Novel Bumi Manusia karya Pramoedya Ananta Toer merupakan sebuah karya sastra Indonesia yang telah diakui secara internasional. Novel ini mengisahkan kisah perjuangan Minke, seorang pelajar pribumi yang berusaha memperjuangkan hak-haknya di tengah era penjajahan Belanda pada awal abad ke-20. Namun, meskipun memiliki nilai dan pesan yang kuat, terdapat beberapa aspek dalam novel ini.
Pertama, gaya bahasa yang digunakan dalam novel ini terkesan monoton dan terlalu formal. Bahasa yang digunakan terkadang terasa kaku dan sulit dipahami oleh pembaca awam. Selain itu, terdapat penggunaan kata-kata yang kurang sesuai dengan zaman atau setting cerita, sehingga kurang memberikan kesan autentik pada pembaca.

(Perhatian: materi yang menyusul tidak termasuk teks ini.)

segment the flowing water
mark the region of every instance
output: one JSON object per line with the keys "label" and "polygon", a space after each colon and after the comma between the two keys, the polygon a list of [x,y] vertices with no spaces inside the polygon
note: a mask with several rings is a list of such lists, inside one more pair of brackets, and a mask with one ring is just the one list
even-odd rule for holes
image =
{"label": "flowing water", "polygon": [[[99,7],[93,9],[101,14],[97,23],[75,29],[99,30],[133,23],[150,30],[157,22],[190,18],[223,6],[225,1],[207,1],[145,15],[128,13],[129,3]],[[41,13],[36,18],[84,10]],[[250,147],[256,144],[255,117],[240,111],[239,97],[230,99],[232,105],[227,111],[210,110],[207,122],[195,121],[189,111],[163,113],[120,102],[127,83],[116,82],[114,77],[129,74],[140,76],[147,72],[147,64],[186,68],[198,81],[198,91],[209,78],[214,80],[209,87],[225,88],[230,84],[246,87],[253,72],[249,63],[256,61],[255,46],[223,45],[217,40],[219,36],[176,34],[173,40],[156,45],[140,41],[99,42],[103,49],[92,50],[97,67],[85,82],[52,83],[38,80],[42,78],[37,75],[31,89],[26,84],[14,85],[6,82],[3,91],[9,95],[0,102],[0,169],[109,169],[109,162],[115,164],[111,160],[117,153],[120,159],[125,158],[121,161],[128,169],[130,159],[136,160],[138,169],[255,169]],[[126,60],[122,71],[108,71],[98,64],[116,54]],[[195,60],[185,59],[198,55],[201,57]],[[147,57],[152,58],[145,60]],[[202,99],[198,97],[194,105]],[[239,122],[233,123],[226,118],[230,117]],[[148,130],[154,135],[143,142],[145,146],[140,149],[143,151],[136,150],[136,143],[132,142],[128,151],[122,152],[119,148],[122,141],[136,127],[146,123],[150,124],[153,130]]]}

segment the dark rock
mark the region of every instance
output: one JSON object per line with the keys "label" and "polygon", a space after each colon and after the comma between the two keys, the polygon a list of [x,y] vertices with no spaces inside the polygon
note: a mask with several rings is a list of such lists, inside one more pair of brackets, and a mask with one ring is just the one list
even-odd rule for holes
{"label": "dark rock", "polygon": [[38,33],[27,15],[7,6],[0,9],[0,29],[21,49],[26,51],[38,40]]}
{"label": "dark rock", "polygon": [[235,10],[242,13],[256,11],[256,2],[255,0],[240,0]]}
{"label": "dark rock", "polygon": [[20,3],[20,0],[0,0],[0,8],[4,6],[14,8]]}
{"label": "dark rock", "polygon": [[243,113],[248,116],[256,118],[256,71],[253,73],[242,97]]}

Kedua, alur cerita yang cenderung lambat dan bertele-tele. Meskipun memuat konflik yang menarik, tetapi alur cerita yang digunakan dalam novel ini terasa sangat lambat dan berbelit-belit. Pembaca akan merasa bosan dan kehilangan fokus ketika membaca novel ini. Sehingga, keterlibatan emosional pembaca terhadap tokoh dan konflik yang dihadapi kurang terasa.
Ketiga, terdapat penggunaan ungkapan dan frasa yang kurang konsisten dalam penggunaan bahasa Indonesia yang baik dan benar. Misalnya, penggunaan kata-kata yang kurang tepat, seperti kata ganti orang ketiga yang terkadang disalahgunakan. Hal ini bisa mengganggu pembaca yang memperhatikan kebenaran tata bahasa dalam penggunaan bahasa Indonesia.
Dalam keseluruhan, meskipun novel Bumi Manusia memiliki pesan moral yang kuat dan menjadi salah satu karya sastra Indonesia yang populer, tetapi masih terdapat aspek-aspek yang perlu diperbaiki dalam segi bahasa dan teknik penulisan agar dapat memberikan kualitas yang lebih baik pada pembaca.